Il garantismo (quando serve) del ministro e dell’intero Movimento. L’agente finito in carcere era tra i leader dell’associazione grillina Parole Guerriere  

Da apostolo del verbo del vaffa, a neo garantista: tace il ministro Luigi Di Maio, ai vertici del Movimento 5 Stelle, sull’arresto del poliziotto Filippo Paradiso, il 55enne che lavora al Viminale insieme al sottosegretario grillino, Carlo Sibilia.  Paradiso è finito in carcere nell’ambito di una inchiesta della Procura di Potenza, competente sui magistrati del distretto di Taranto e Brindisi. Agli arresti sono finiti pure l’avvocato Piero Amara (in carcere), l’avvocato di Trani, Giacomo Ragno e Nicola Nicoletti, che è stato consulente dei commissari dell’ex Ilva dal 2015 al 2018 (per gli ultimi due disposti i domiciliari).

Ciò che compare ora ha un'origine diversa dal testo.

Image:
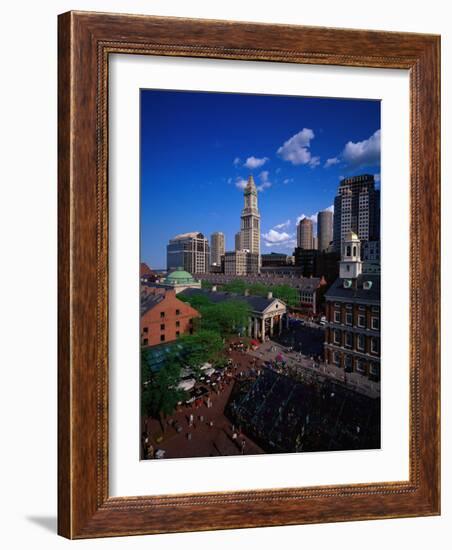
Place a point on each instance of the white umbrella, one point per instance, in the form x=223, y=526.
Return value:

L’obbligo di dimora è stato invece disposto per Carlo Maria Capristo, che è in pensione da alcuni mesi.

«Di particolare pregio», ha messo in evidenza il gip potentino Antonello Amodeo, «per comprendere il livello osmotico che avevano assunto i rapporti tra Amara, Paradiso e Capristo, la circostanza che Amara avesse spostato, dopo la nomina di Capristo a Taranto nel 2016, la sede sociale delle sue società operanti nel settore ambientale da Roma alla provincia di Taranto, quasi a sottolineare plasticamente che si poneva sotto l’ombrello protettivo di Capristo». Parlavamo del silenzio di Di Maio e del Movimento rispetto all’arresto del poliziotto. Il quotidiano La Verità, in un articolo a firma di Giorgio Gandola, sottolinea come, sia passata sotto silenzio anche la circostanza, che Paradiso «era una star dell’associazione Parole Guerriere, cenacolo pentastellato».